The Two Faces of January

Respect for audience intelligence goes a long way in The Two Faces of January, but not quite far enough. A thriller so tasteful it barely thrills, screenwriter Hossein Amini’s directing debut serves mostly just to forecast the extinction of movies adapted from Patricia Highsmith novels. If Strangers on a Train was another century’s classic, and The Talented Mr. Ripley was already seeming a little too old-fashioned in 1999, this film’s best destiny might have been met last spring when it opened the San Francisco International Film Festival, ostensibly to appease an aging and unadventurous demographic. Look, it’s fine, and quite stylish, with Viggo Mortensen, Kirsten Dunst, and Oscar Isaac as an attractive triangle of Americans abroad in southern Europe in the early 1960s, conning and colluding and meting out mythological consequences among the ancient Greek ruins. Never losing his cool in the intense Aegean sun, Amini makes a point of resisting hysteria, and that resistance will have to serve as the movie’s main supply of tension.
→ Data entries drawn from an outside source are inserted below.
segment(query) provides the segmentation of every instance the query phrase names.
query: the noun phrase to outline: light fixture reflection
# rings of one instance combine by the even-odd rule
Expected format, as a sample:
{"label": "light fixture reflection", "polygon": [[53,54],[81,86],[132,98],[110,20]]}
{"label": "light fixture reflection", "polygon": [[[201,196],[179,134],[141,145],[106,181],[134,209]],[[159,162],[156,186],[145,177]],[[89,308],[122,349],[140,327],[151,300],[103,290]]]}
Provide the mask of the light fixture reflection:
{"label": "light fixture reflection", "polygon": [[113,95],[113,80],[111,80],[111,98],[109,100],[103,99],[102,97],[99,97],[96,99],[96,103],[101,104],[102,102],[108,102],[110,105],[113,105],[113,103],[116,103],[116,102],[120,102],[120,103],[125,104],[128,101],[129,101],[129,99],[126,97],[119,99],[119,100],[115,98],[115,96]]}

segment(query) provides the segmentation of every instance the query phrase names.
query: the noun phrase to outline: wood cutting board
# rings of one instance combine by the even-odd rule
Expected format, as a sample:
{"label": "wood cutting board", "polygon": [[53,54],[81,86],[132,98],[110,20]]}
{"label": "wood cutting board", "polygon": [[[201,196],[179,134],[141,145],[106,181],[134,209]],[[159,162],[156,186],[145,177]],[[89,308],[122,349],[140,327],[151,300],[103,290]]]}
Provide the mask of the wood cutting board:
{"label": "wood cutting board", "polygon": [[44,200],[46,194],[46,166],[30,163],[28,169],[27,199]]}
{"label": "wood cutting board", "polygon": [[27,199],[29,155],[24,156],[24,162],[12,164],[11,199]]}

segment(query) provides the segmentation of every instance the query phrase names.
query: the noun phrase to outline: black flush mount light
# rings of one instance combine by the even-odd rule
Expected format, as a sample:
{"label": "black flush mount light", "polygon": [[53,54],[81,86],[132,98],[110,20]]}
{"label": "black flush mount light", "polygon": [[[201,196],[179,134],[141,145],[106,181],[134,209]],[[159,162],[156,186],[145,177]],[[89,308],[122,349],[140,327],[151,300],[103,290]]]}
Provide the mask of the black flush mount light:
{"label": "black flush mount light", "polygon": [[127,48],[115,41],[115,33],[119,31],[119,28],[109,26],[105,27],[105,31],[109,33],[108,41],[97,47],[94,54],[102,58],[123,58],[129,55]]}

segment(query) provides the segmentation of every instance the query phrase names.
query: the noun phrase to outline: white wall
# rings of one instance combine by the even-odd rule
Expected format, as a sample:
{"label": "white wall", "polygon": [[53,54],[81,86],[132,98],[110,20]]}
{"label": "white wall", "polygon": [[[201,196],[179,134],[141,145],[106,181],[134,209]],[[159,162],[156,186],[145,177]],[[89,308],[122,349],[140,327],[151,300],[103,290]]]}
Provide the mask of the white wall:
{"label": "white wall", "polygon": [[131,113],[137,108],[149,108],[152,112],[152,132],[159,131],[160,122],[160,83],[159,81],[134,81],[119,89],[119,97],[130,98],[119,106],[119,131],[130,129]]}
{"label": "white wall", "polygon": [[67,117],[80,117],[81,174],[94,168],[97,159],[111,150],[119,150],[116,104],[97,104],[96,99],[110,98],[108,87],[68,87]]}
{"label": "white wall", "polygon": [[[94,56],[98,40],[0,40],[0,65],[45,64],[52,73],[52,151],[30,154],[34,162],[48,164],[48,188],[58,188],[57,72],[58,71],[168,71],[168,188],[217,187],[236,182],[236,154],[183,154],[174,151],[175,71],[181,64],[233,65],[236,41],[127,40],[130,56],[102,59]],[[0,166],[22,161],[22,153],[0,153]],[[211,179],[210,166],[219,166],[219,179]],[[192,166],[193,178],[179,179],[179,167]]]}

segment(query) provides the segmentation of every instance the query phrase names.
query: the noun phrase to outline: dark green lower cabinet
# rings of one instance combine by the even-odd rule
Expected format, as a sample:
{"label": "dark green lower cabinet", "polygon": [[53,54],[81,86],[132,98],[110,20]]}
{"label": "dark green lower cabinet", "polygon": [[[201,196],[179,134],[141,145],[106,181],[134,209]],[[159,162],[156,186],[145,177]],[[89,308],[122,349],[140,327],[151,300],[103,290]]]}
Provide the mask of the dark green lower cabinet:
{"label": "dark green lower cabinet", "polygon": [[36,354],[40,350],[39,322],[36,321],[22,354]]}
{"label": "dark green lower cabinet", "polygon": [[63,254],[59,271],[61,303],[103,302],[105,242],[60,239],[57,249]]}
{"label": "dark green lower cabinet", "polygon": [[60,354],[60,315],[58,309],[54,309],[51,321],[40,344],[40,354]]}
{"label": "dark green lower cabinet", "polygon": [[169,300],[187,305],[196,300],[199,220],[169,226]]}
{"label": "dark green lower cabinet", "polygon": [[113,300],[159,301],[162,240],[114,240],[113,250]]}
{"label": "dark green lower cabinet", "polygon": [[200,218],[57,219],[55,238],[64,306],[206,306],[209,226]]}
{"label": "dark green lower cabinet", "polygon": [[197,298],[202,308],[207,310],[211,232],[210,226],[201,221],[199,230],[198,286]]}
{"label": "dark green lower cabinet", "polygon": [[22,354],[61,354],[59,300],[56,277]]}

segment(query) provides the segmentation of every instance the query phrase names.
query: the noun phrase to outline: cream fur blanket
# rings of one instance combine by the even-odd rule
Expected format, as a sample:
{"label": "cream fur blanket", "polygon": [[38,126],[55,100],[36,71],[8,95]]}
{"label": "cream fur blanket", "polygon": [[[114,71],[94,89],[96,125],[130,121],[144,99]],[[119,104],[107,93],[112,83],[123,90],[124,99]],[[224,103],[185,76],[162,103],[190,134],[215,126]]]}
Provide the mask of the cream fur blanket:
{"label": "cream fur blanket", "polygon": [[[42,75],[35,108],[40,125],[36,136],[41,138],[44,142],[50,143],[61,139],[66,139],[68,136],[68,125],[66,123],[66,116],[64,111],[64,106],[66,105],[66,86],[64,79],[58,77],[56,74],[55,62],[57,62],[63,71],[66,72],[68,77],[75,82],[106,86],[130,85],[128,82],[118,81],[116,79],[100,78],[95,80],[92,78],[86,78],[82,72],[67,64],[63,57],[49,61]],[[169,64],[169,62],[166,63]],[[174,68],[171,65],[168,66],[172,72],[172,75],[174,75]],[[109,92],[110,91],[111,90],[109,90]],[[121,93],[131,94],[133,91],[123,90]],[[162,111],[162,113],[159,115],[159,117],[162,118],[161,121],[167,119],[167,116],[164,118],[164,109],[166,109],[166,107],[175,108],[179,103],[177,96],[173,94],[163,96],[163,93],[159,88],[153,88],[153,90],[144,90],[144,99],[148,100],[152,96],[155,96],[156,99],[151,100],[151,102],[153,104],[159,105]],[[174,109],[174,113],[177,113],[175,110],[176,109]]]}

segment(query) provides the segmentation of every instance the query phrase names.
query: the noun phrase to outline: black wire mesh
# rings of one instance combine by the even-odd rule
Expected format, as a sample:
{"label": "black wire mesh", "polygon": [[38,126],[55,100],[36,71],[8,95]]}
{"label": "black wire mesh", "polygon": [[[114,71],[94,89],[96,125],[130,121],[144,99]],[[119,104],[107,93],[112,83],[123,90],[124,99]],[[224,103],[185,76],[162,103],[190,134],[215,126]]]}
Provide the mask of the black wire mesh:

In this lush, linen-suited world, even sudden deaths can’t seem to make matters seem especially urgent. It’s the familiar Highsmith stuff of swindlers with fragile egos and slippery identities, but it’s just not quite tasty enough. Skip it and rent Ripley’s Game, from 2002, which actually took some risks and made great use of John Malkovich, but went virtually unseen … until now?